At least three US states have activated and put National Guard cyber-security units on standby for midterm elections. The three states are Washington, Illinois, and, more recently, Wisconsin.
According to officials, these cyber-security teams will be prepared to assist state election officials in the event of a cyber-security incident during the elections.
Illinois officials have activated National Guard cyber units last month, while Wisconsin Governor Scott Walker did the same on Friday for his state.
Also: These 10 US states are at the highest risk for election hacking TechRepublic
"Wisconsin voters should feel confident that the Wisconsin National Guard's team is ready if needed to provide assistance on Election Day," said Maj. Gen. Donald Dunbar, adjutant general of the Wisconsin National Guard. "The governor's executive order simply allows us to deploy those resources quickly."
Speaking to ABC News, Maj. Joy Staab of the Wisconsin National Guard said that Wisconsin is just one of the many US states that have called on the National Guard to help out with cyber-security.

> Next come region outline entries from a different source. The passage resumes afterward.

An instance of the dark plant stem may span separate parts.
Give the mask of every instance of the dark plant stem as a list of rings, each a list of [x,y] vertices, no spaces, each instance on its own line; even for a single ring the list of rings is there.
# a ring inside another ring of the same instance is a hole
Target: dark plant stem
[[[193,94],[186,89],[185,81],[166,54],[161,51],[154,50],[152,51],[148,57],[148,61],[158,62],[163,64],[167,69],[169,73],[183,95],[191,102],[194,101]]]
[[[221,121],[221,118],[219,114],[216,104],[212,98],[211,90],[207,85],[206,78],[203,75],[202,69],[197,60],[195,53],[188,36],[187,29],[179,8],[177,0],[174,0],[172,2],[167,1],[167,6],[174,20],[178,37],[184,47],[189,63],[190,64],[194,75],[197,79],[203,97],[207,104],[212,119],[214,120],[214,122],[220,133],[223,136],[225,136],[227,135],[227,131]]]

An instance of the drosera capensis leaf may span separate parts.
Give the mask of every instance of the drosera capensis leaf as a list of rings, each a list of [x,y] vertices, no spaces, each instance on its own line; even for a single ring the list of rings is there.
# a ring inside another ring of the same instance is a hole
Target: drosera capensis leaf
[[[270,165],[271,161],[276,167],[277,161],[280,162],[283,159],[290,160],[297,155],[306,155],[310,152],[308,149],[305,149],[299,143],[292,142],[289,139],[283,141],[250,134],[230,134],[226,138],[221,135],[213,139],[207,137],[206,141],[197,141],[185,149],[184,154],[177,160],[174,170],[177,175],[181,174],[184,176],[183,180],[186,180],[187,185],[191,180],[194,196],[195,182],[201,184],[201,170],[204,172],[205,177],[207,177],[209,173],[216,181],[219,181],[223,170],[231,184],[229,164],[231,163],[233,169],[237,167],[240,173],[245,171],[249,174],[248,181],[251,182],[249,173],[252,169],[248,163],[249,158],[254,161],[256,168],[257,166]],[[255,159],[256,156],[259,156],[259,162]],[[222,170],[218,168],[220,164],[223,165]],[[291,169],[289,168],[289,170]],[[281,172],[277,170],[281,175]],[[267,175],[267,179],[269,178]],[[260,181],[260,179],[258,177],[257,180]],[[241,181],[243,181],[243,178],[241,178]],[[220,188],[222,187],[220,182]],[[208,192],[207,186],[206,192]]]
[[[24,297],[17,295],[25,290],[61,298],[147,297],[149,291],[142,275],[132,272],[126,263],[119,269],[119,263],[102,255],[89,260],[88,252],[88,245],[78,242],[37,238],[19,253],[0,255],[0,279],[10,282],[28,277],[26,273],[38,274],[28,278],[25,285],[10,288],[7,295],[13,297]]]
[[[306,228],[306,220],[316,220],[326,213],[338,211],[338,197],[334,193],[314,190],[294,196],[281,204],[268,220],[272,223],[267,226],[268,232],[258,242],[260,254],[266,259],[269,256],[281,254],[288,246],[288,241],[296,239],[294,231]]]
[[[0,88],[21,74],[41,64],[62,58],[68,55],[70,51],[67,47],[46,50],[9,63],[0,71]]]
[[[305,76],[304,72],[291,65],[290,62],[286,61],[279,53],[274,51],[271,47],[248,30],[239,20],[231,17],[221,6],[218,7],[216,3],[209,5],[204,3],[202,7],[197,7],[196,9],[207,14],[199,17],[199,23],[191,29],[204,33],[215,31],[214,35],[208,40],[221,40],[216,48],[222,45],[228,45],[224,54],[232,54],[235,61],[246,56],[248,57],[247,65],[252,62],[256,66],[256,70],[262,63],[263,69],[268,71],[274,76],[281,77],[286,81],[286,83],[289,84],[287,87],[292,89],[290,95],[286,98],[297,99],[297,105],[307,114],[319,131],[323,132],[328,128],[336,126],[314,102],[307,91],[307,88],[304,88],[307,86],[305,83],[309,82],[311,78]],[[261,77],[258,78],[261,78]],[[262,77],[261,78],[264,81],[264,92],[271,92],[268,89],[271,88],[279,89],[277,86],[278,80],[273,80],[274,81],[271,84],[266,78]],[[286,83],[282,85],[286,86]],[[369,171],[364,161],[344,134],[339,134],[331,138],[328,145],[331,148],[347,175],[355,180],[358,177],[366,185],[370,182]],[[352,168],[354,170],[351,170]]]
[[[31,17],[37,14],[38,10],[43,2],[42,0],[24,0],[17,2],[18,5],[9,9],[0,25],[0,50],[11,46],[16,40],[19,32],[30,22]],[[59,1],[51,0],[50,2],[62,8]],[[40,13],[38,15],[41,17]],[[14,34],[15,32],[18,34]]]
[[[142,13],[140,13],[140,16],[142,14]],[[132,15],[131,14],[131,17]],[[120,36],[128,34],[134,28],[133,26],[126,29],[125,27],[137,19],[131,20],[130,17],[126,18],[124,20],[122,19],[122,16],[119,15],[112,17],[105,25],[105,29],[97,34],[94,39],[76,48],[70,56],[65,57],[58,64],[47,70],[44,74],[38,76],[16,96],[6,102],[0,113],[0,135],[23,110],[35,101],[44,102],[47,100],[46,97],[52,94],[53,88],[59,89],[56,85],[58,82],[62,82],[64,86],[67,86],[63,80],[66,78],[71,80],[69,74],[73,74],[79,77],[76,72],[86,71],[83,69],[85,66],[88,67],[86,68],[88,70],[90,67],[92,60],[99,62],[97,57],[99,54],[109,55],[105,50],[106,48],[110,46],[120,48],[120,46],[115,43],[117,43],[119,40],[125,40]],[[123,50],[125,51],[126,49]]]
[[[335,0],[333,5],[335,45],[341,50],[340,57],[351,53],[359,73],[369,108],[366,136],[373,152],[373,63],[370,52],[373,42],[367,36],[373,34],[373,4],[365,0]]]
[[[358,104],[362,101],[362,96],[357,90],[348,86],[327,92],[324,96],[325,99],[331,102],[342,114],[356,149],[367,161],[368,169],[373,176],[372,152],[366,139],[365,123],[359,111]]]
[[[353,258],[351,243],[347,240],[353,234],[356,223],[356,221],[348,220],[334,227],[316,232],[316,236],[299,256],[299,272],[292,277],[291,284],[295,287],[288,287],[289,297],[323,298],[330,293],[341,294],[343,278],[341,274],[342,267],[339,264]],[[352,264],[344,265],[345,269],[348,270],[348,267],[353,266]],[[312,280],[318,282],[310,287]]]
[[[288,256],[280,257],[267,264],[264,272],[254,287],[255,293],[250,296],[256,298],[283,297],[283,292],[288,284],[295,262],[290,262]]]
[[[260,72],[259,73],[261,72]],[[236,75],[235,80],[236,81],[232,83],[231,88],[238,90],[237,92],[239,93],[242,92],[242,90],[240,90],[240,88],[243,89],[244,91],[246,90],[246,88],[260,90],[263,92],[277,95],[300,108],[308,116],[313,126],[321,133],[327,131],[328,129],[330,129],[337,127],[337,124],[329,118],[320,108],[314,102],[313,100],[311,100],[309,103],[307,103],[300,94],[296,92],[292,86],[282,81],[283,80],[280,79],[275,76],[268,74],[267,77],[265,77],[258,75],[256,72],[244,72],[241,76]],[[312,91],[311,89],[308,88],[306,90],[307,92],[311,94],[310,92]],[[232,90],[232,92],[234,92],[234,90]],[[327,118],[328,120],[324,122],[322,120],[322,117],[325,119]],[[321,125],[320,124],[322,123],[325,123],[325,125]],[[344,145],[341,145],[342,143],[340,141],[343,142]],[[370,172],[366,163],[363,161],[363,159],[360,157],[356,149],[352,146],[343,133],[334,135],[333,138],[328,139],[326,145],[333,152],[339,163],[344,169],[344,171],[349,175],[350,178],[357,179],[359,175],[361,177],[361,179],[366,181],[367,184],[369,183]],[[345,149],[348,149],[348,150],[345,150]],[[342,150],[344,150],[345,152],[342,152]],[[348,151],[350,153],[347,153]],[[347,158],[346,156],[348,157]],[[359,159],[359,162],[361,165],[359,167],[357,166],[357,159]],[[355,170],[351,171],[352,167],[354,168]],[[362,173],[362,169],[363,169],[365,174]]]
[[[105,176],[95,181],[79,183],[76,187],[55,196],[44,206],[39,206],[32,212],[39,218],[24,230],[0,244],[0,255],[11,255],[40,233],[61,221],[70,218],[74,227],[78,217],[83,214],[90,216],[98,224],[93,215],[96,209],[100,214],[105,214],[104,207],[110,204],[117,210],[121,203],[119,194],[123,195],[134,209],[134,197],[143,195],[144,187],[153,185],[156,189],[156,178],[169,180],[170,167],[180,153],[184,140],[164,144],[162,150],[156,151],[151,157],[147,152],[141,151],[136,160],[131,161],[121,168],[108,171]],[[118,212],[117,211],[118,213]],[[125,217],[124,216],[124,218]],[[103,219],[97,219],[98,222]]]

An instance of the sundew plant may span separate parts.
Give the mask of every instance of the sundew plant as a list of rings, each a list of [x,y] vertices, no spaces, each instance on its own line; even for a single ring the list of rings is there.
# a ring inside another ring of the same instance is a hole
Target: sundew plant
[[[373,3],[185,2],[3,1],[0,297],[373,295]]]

The first to do so was Washington, which activated its National Guard cyber units over the summer, and used the Guard's cyber-security experts to test election systems and train elections officials.
"The Guard has been amazing to work with, helping us to test our systems and helping us to strengthen our security," said Secretary of State Kim Wyman.
After tomorrow's elections, Washington's National Guard cyber unit will also carry out assessments of the state's public utilities, military defense systems, and even the energy delivery system in Antarctica.
Not all states' National Guard units have cyber-security teams. This spring, US lawmakers introduced a bill that would support the creation of National Guard cyber units in all states.
The US National Guard is part of the US military reserve force and is formed from US citizens or permanent residents, with or without prior military experience. National Guard members hold civilian jobs and participate in the Guard's activities only when called upon. This can allow the National Guard to recruit highly-trained cyber-security experts from many areas of the cyber-security private sector, without impeding those individuals' ability to advance their careers.